Satgas TMMD 127 Kodim Serang Rampungkan Rehab Mushola dan Sanitasi di Sukamenak

0
Satgas TMMD 127 Kodim Serang Rampungkan Rehab Mushola dan Sanitasi di Sukamenak
Views: 8

SERANG, TirtaNews — Satuan Tugas TNI Manunggal Membangun Desa (TMMD) ke-127 Tahun Anggaran 2026 dari Kodim 0602/Serang menuntaskan rehabilitasi dua mushola dan pembangunan sejumlah fasilitas sanitasi di Desa Sukamenak, Kecamatan Cikeusal, Kabupaten Serang, Jumat, 6 Maret 2026.

Penyelesaian pekerjaan fisik ini menjadi bagian dari upaya TNI membantu meningkatkan kualitas fasilitas ibadah sekaligus kondisi kesehatan lingkungan masyarakat desa.

Komandan Satgas TMMD ke-127 Kodim 0602/Serang, Oke Kistiyanto, mengatakan keberhasilan program tersebut tidak lepas dari kerja sama antara prajurit TNI dan masyarakat setempat.

“Saya bangga melihat kekompakan dan semangat gotong royong selama pengerjaan berlangsung. Ini merupakan wujud nyata kemanunggalan TNI dan rakyat,” kata Oke saat meninjau lokasi kegiatan.

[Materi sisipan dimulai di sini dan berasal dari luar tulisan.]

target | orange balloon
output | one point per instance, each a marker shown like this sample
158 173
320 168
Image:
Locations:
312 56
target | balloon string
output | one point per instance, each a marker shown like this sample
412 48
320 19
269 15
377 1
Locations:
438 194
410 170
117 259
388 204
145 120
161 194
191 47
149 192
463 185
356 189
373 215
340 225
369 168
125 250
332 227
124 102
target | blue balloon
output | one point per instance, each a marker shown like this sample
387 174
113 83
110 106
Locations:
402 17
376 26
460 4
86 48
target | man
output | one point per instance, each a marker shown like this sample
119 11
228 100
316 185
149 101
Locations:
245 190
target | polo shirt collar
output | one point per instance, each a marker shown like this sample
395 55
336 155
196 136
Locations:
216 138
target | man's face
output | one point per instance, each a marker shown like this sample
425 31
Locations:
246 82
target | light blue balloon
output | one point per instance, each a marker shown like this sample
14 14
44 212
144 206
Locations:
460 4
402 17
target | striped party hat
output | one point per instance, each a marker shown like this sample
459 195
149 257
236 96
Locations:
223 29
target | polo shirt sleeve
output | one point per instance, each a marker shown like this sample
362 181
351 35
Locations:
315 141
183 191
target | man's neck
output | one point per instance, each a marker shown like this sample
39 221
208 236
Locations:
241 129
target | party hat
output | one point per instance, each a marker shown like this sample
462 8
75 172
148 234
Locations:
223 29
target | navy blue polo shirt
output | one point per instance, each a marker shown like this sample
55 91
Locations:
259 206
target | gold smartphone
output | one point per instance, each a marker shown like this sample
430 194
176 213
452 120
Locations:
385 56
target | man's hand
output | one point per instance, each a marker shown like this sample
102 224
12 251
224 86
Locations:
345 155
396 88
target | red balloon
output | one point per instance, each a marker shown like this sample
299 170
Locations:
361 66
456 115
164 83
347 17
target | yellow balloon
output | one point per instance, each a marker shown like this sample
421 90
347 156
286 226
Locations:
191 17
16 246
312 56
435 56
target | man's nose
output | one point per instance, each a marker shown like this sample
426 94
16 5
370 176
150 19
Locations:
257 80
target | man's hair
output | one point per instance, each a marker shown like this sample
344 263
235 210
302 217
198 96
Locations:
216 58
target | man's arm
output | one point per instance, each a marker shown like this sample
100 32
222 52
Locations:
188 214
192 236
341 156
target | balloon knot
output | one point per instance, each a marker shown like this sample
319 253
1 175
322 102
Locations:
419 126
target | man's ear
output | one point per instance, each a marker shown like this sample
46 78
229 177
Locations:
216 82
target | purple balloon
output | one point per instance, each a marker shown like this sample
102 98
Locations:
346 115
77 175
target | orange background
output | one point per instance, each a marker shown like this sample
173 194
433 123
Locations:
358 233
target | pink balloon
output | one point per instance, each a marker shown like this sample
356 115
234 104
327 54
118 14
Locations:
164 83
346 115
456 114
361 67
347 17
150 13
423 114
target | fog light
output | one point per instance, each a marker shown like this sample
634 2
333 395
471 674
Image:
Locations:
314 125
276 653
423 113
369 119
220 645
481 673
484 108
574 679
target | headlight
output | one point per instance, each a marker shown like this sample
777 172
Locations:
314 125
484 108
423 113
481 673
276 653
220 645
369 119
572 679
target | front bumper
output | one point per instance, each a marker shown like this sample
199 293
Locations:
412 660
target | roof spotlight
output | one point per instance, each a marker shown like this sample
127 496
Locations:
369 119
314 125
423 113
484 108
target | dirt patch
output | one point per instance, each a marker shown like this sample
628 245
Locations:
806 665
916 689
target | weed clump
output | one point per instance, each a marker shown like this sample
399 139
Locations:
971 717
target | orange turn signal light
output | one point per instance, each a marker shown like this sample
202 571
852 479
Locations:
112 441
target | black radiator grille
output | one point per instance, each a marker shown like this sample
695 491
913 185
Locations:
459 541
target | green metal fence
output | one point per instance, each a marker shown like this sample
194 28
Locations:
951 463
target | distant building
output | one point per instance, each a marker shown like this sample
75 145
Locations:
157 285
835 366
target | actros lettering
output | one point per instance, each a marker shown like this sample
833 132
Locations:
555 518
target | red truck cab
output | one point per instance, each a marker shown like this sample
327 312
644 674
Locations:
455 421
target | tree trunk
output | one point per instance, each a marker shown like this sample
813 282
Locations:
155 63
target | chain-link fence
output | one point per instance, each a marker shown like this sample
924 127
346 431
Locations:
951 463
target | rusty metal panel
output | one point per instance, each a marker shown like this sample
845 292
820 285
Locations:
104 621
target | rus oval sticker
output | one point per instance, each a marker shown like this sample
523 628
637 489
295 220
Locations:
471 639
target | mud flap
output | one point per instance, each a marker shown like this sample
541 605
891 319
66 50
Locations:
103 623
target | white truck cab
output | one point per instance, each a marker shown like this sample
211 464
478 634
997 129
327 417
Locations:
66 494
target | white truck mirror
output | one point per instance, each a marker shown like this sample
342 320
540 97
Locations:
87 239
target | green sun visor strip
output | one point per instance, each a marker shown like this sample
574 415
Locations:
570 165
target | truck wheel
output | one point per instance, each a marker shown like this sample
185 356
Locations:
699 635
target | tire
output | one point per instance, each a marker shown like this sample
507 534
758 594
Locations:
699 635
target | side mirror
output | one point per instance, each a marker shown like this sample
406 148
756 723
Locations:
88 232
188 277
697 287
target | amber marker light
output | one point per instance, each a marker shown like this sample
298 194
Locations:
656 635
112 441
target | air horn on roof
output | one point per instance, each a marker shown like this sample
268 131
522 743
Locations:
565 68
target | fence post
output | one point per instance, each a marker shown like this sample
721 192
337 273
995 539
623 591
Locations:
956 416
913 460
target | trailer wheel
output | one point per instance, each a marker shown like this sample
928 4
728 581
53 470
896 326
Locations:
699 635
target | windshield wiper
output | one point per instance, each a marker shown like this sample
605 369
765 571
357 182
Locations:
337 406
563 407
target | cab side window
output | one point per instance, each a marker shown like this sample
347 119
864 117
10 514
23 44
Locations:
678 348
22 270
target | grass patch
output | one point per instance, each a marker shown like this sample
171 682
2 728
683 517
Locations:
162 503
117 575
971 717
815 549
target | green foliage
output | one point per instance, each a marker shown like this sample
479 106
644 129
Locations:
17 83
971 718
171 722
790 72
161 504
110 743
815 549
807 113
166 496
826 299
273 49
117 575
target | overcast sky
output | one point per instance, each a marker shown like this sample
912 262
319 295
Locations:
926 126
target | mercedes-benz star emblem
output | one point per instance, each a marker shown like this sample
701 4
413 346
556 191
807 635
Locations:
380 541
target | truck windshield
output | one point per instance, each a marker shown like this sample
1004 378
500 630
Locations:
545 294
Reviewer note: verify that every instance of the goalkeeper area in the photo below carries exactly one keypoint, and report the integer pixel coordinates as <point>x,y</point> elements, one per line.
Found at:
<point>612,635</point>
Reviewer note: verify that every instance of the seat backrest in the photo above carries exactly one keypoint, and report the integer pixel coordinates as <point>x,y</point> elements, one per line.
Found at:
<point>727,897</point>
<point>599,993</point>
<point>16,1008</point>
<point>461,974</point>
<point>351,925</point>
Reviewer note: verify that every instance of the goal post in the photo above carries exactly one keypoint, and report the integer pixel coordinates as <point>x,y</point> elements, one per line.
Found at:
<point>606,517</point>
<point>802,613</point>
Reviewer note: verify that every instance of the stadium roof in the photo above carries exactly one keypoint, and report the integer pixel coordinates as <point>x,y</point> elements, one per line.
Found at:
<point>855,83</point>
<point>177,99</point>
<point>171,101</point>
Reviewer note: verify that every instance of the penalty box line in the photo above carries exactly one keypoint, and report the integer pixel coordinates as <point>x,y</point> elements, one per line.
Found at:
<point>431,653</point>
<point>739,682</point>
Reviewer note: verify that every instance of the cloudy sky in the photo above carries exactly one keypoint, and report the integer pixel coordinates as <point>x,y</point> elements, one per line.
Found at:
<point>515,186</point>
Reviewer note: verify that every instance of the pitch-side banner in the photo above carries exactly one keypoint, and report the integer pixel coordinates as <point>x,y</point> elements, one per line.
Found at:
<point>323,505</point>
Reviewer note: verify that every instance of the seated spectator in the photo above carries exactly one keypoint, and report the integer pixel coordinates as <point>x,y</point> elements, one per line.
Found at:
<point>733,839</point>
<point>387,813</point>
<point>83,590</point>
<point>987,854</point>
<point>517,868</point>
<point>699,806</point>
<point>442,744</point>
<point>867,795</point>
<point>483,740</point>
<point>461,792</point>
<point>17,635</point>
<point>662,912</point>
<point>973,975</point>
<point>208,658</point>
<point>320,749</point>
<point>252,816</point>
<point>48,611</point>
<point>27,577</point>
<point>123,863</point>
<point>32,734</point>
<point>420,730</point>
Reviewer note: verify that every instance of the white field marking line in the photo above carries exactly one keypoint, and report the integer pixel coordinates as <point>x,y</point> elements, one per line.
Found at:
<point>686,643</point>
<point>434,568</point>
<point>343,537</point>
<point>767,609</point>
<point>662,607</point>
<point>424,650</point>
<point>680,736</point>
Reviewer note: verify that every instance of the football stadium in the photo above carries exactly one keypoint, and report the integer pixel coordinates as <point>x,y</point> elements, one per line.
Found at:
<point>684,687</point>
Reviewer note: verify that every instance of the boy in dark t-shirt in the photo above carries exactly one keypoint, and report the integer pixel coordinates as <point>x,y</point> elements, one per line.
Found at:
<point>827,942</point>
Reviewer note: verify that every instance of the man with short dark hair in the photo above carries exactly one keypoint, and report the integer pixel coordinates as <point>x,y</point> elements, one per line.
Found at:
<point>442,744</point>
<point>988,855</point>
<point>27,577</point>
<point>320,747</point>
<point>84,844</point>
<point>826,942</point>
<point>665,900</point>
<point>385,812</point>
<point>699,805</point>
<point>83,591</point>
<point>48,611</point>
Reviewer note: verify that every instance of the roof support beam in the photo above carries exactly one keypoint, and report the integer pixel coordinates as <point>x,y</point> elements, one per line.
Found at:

Rehabilitasi difokuskan pada dua mushola yang sebelumnya mengalami kerusakan sehingga kurang nyaman digunakan warga untuk beribadah. Melalui perbaikan tersebut, tempat ibadah diharapkan kembali berfungsi dengan baik dan memberi kenyamanan bagi masyarakat.

Selain pembangunan sarana ibadah, satgas TMMD juga membangun beberapa unit jamban sehat. Program sanitasi itu ditujukan untuk meningkatkan derajat kesehatan masyarakat serta mendorong perubahan perilaku hidup bersih dan sehat.

Pembangunan jamban tersebut juga menjadi bagian dari upaya mengurangi praktik buang air besar sembarangan di lingkungan desa.

Selama proses pembangunan berlangsung, warga Desa Sukamenak turut terlibat dalam kegiatan gotong royong bersama personel TNI. Kehadiran prajurit tidak hanya berperan sebagai pelaksana pembangunan, tetapi juga mendorong partisipasi masyarakat dalam menyelesaikan pekerjaan.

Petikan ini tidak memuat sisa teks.